D 5: Configuring an Authoritative DNS Server on Windows (10 pts.)

What You Need for This Project

Purpose

Every domain needs authoritative servers, and Windows networks also need a server to be authoritative over the RFC 1918 private address space to prevent those silly in-addr.arpa reverse DNS lookups.

Start Your DNS Server

Start your Windows DNS server.

Configuring a Hostname and DNS Suffix

Click Start and type SYSTEM

Click System.

In the Settings box, scroll to the bottom, and click "Advanced system settings".

In the "System Properties" box, click the "Computer Name" tab.

Click the Change... button.

Enter a Computer Name of ns1, as shown below.

Click the More... button.

In the "Primary DNS suffix of this computer" box, type

YOURNAME.local
replacing "YOURNAME" with your own name (without any spaces), as shown below.

Click OK, OK, OK, Close.

Click "Restart Now".

When your server restarts, log in again.

Assigning an External DNS Resolver Address

Your DNS server will be converted from a recursive resolver to an non-recursive authoritative server.

Windos won't be able to resolve external domain names like google.com anymore, unless you change the operating system's DNS server from 127.0.0.1 to an external recursive resolver like 8.8.8.8.

From your Windows Server desktop, click Start. Type NETWORK

Click "Ethernet settings".

Click "Change adapter options".

Right-click Ethernet0 and click Properties.

Double-click "Internet Protocol Version 4 (TCP/IPv4)".

Set the DNS Server field to 8.8.8.8 as shown below, and click OK.

In the "Ethernet0 Properties" box, click OK.

Disabling Recursion

An authoritative server should not be recursive. It's not intended to resolve Internet addresses for local users-it's intended to tell everyone on the Internet where your company's public servers are.

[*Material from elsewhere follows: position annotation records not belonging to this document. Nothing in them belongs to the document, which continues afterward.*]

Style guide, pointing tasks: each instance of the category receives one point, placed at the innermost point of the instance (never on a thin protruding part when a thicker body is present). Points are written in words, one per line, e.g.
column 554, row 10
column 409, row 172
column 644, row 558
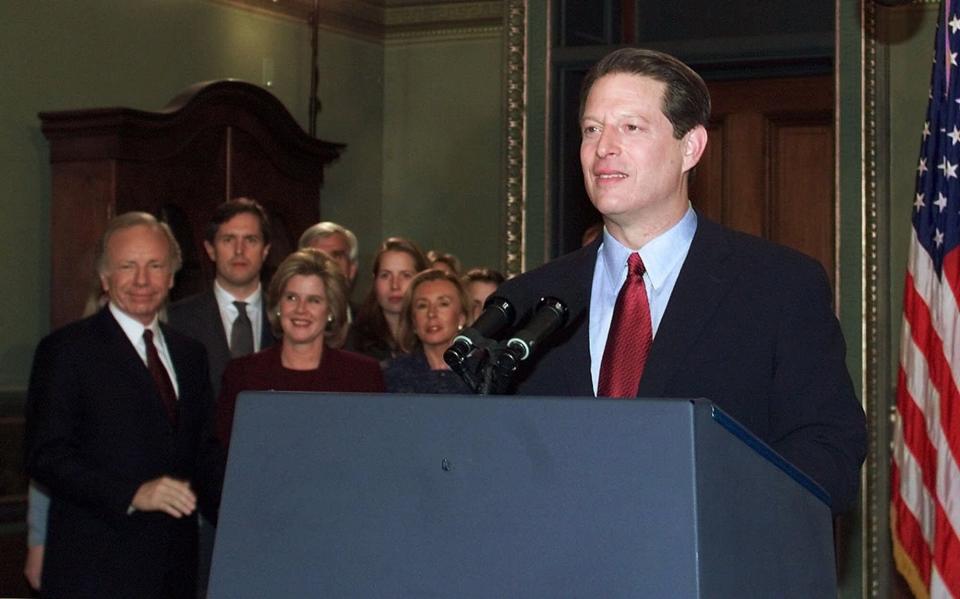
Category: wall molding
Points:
column 388, row 21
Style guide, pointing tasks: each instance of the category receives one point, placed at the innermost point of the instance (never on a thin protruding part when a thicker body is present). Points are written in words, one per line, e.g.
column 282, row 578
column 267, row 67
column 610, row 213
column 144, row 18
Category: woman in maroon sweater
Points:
column 307, row 308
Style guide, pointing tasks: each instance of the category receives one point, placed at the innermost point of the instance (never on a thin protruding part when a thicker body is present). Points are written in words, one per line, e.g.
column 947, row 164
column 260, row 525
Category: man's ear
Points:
column 694, row 143
column 211, row 251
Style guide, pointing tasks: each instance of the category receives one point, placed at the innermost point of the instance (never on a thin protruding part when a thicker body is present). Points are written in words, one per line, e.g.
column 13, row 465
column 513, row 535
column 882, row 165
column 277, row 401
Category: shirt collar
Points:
column 660, row 255
column 225, row 298
column 132, row 327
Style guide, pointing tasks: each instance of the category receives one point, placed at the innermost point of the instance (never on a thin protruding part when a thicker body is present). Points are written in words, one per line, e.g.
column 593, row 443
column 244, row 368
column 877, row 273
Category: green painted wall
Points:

If it doesn't know where a server in its domain is, it should just reply "Not found". It can't go ask some other server--the authoritative server has the final word on the matter.

Click Start. Type DNS.

In the search results, click DNS.

In "DNS Manager", on the left side, left-click your server to highlight it. Then right-click your server and click Properties, as shown below.

In the Properties box, click the Advanced tab.

Check the "Disable recursion (also disables forwarders)" box, as shown below.

Click OK.

Disabling Root Hints

The authoritative server has no business going to the root servers asking where things are--all they will do is send questions about its domain back to the SOA. The buck stops here.

To prevent this we need to create a forward lookup zone with the name "."

In DNS Manager, in the left pane, click the arrow to the left of NS1 to expand the tree.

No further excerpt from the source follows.